— Тунд-де! Ответте Тунд-де! Отве… — И все. Что-то там опять сгорело, в этой рации. И хоть потом и рассказывался с хохотом этот очередной анекдот, было что-то жуткое в последнем отчаянном крике стареющего человека.
Вот вроде и замывает воспоминания, будто самолов, и историю с Дедом тоже как-то замыло временем. И Бабка всегда так легко говорит о нем, что похоже не коснулся он ее души по-настоящему глубоко, что хоть и была обида, но сам Дед, этот взрослый ребенок, по-человечески серьезно тронуть не мог.
И самый странный из них троих как раз Парень, которому в общем-то было наплевать на мать, и с Дедом казалось веселей и интересней, несмотря на его предательство. И непонятно — то ли это эгоизм и свинство, то ли особая мудрость, и сам я до сих пор не могу разобраться в Парне, да и речь сейчас о Деде.
А как только умер Дед, все как водится заговорили, какой он был хороший, безобидный и как без него теперь скучно. И это понятно, потому что был Дед вообще-то самым классическим, известным типажом, который есть в каждой деревне и который сто раз описан. И раз уж вылезло это словцо — типаж — то непонятно, как, откуда берется это деление людей, сознательно ли кроят они себя по образцам или попадают невольно? И ясно, что Дед такой не из книг — он их и не читал никогда, и не от воспитания — он и родителей-то не помнил, и не из желания кого-то повторить. Откуда же тогда такое попадание? Вот где загадка-то!
Сшил я себе к Новому году новые пимы. Пимами у нас называют камусные бродни. Бродни — это осенне-зимняя обувка — кожаные головки с матерчатыми голяшками. В бродни кладется войлочная стелька и суется нога, обутая в теплые носки, теплые портянки и пакулек. Пакулек — это меховой носок. Шьют его из собачины, еще очень крепкие и ноские пакульки из гагары.
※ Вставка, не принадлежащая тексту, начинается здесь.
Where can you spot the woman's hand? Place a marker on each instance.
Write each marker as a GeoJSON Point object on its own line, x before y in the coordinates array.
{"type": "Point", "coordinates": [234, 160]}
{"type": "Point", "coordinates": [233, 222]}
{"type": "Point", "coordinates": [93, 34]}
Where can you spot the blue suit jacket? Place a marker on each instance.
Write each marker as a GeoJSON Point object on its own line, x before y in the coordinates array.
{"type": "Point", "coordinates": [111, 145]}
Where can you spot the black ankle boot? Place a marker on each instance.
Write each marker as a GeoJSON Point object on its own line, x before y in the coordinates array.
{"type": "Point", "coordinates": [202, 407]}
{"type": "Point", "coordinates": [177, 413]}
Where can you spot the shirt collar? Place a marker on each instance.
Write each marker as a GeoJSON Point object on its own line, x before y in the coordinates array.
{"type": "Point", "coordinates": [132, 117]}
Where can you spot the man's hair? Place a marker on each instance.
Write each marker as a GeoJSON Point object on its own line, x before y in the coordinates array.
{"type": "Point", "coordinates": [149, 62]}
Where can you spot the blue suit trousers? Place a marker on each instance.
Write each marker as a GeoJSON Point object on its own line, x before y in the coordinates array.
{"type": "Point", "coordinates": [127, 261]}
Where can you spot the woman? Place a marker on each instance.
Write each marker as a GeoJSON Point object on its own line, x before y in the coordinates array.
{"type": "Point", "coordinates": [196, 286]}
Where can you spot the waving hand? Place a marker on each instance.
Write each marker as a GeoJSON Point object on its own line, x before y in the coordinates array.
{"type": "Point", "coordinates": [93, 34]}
Есть ичиги — кожаные с кожаными голяшками, есть чирки с опушнями — все кожаная обувь, а бывают бокаря и торбаса — это из камуса, оленьего и сохачьего. Камус — шкура с ног сохатого, оленя или коня. Так вот, пимы это что-то вроде обрезанных торбасов с матерчатой голяшкой, в общем, камусные бродни. Они очень теплые, мягкие, не скользят, но боятся воды и требуют ухода, придя в избушку, охотник снимает их, и если намокли, сушит в не очень жарком месте, чтоб не ссохлись. На носки пимов пускают сохачьи лбы, ворс там очень крепкий. Камусы сначала скребут скребком, потом кроят. Пимы я сшил как к Новому году вместе с собачьей шапкой, и мне очень хотелось пофорсить в Бахте на праздник в обновках.
База наша стояла в заброшенном поселке, от которого до Бахты было километров 20 по Енисею. Кроме меня на станции жило еще четверо, среди них пожилой, лет пятидесяти, человечек по имени Леша, от рожденья маленький, безбородый, с высоким детским голосом. Лицо мальчишеское, но в морщинках, брови сросшиеся, а глаза мохнатые, и выражение пчелиное. Родился таким вроде бы из-за того, что отец лупил смертным боем беременную мать. Были они сами с Кубани, но куда-то их сослали, где-то они жили-работали, и там Леша и родился. Занесло на Енисей, прижился, рыбачил, охотился, по экспедициям таскался — ушлейшим стал, вникал во все тонкости, силой обделил Бог — брал внимательностью, хитростью, осторожностью. Мужики сибирские — крепкие, размашистые, горлапанистые презирали, "А… этот, маленький…"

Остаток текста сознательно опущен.